AKP’nin bir doğal lideri var. Şimdi cumhurbaşkanı, cumhurbaşkanı seçildiğinde tarafsızlık üzerine yemin eder. Dinimizde yemin en kutsal kavramdır. Peki cumhurbaşkanı tarafsız mıdır yoksa bu partinin lideri midir?
Doğal lider Erdoğan açıklamıştı; “İlk 5 yılım çıraklık dönemim, sonraki 5 yıl kalfalık, sonraki 5 yılda ustalık dönemiydi” Şimdi yeni bir dönem başladı; “Mutlak itaat dönemi” Öyle bir itaat dönemi ki, yüzde 99 itaat yetmez illa yüzde 100 itaat olacak diyor. AKP’lilerde onu hiç kırmıyor. İtiraz edebilen bir adam bile çıkmıyor. AKP’de tek adam partisine dönüşüyor.
Ahmet Hakan soruyor; “Yeni bir andımız mı geliyor” diye. Öyle ya Bekir Bozdağ kongre açılışında dedi ki, “Sayın cumhurbaşkanım, AKP açtığınız yolda, gösterdiğiniz istikamette yürümeye, hedeflerinizi bir bir gerçekleştirmeye devam edecektir. Sayın cumhurbaşkanım, yolun yolumuz, davan davamız, hedeflerin hedefimizdir” Eğer bunlar yağcılık değilse, kaldırdığınız andımızın yerine yeni bir andımız mı geliyor!
Bizim örf ve adetlerimizde büyükler geldiği zaman saygı için ayağa kalkılır da, Kur’an okunurken bile ayağa kalkılmaz. Erdoğan’ın mesajı okunurken ayağa kalkmak, el pençe divan durmak ne oluyor.
Kongrede Bekir Bozdağ konuşuyor, “Toplumumuzun bir sultana kul olma geleneğinden beslenen, karizmatik ve otoriter lidere tapınma eğilimi, bu kez R.T.Erdoğan şahsında vücut bulup AKP’yi temsil ediyor” Demek ki siz AKP olarak, Erdoğan’ı sultan olarak görüyor ve kulu oluyorsunuz. Otoriter lidere tapınma eğilimindesiniz ve liderinize teslim oluyorsunuz. AKP’yi de Eroğan’a teslim ediyorsunuz. Demokrasimiz için acı olanda budur.
Kongrede bir şahıs, bir ananın elini sıkmıyor. Oysa dinimiz der ki, “Cennet anaların ayakları altındadır” Her şey cinsellik değildir. Bu olayın arkasından Diyanet fetvayı patlatıyor; “Kadın eli sıkmak günahtır” diye. Allah AKP’ye verdikçe veriyor. Diyanet Başkanlığı bile bunların oyuncağı oluyor.

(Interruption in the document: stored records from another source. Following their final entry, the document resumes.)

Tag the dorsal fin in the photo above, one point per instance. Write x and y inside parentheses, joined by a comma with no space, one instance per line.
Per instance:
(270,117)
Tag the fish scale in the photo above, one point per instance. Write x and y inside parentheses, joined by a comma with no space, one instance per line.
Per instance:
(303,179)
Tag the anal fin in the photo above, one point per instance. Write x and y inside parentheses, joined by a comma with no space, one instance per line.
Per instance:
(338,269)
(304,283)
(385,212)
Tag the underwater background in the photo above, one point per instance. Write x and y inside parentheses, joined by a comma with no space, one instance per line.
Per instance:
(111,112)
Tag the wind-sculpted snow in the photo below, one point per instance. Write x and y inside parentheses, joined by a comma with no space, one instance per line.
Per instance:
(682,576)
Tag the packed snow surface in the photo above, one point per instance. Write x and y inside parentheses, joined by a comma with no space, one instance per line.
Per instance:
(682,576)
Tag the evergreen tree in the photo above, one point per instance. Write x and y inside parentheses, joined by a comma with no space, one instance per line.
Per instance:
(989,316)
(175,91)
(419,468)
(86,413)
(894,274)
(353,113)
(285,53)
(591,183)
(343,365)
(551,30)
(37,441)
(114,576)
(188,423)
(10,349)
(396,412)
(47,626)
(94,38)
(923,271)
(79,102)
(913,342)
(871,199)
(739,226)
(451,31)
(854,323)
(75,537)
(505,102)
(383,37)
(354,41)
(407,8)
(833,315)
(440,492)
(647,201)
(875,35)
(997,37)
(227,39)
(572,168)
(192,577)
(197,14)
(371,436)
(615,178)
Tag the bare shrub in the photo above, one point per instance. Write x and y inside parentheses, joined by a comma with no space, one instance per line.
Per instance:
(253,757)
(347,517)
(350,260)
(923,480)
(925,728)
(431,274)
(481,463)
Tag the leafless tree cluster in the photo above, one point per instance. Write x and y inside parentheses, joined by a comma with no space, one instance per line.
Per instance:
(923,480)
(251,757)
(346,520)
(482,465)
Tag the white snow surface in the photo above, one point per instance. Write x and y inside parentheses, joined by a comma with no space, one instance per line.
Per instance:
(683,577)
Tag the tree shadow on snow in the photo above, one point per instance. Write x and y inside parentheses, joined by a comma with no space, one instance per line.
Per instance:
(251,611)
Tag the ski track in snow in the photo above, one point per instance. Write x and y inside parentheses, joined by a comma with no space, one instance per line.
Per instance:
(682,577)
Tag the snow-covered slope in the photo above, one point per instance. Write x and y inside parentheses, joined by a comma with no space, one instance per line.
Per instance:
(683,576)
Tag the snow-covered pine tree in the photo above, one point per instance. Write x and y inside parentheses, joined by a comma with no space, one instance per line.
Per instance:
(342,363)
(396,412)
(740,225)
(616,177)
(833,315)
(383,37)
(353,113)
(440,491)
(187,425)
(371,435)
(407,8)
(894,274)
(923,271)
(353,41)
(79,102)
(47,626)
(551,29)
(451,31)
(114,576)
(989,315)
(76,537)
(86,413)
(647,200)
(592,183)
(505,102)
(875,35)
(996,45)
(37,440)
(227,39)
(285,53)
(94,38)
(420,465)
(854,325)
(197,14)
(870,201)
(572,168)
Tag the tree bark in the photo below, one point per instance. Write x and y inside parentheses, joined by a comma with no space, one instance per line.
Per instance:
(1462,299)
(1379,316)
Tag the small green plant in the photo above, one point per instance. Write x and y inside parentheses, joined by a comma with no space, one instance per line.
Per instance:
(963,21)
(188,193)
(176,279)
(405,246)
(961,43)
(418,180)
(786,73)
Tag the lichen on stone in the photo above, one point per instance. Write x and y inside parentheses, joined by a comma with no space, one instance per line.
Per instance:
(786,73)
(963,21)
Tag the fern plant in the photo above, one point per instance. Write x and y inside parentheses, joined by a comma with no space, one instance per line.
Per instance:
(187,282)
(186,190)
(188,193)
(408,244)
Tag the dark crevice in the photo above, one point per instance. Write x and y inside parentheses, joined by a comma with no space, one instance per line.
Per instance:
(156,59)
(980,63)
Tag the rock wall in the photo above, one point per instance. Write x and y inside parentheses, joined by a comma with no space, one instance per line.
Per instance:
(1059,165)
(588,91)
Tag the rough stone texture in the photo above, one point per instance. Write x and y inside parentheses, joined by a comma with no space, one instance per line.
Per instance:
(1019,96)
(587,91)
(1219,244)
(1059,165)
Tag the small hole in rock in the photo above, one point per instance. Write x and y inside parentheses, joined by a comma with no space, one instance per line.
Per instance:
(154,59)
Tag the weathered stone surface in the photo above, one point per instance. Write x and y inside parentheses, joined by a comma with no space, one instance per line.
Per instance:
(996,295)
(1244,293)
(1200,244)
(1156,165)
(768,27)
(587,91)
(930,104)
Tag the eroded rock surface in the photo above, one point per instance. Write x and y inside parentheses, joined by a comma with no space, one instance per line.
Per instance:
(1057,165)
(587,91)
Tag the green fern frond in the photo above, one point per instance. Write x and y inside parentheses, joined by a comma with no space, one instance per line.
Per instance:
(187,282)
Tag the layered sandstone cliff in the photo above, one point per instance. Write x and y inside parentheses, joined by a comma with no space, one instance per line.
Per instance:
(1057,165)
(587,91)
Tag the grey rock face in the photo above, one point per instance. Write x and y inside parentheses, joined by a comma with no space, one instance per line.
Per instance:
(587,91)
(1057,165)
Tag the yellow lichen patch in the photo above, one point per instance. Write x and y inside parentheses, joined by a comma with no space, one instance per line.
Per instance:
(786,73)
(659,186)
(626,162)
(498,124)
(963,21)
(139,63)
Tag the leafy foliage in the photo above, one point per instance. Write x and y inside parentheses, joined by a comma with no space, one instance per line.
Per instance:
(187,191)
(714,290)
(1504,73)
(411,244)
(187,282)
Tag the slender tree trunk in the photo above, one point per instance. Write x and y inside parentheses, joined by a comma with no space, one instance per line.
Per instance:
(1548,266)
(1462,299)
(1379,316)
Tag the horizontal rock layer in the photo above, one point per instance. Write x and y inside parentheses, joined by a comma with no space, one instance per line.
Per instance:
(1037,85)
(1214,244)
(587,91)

Kongre baştan sona, müziği, sloganı, mesajına kadar Erdoğan kongresiydi. Fiili olarak partili cumhurbaşkanlığına geçildiğini gösterdi. Binali de, başkanlık sistemi ve partili cumhurbaşkanlığı konusunda önemli misyon üstlendi. Yeni hükümetin öncelikli işi ‘partili cumhurbaşkanlığı’ olacak.
Kongrede gözler, Abdullah Gül, Bülent Arınç, Hüseyin Çelik’i aradı ama yoklardı. Bu isimler Erdoğan ile beraber AKP’yi kuranlar değil miydi, dava arkadaşları değil miydi? Ne oldu onlara, neden yoklardı. Erdoğan amacına ulaştığı istasyona gelince onları istasyonda indirdi mi?
Başbakan Binali’nin ilk beyanatı, “Bugün yapmamız gereken en önemli iş, fiili durumu yasal hale getirmek, bunun yolu yeni anayasa ve başkanlık sistemi” demek oldu. Yani ben icraatçı olmayacağım, emir kulu olacağım demek istiyor.
Davutoğlu temiz adamdı, ona üzüldüm. Partisinden de, Türkiye’den de helallik istedi. Kılıçdaroğlu ile de anlaşmışlardı, siyaset temiz ellere bırakılacaktı. Bunun için yasa çıkarmaya da karar vermişlerdi ancak Erdoğan müdahale etmiş ve Davutoğlu’na, “Ne diyorsun sen, sonra il, ilçe başkanı bile bulamayız” diye çıkışmıştı. Davutoğlu da geri adım atmıştı. Şimdi de kendilerine göre davaya zarar vermemek için başbakanlıktan azledilmesine de sessizce kabullendiğini söyledi. Kongrenin kaybedeni Davutoğlu oldu. Siyaset dediğiniz işte böyle bir şey.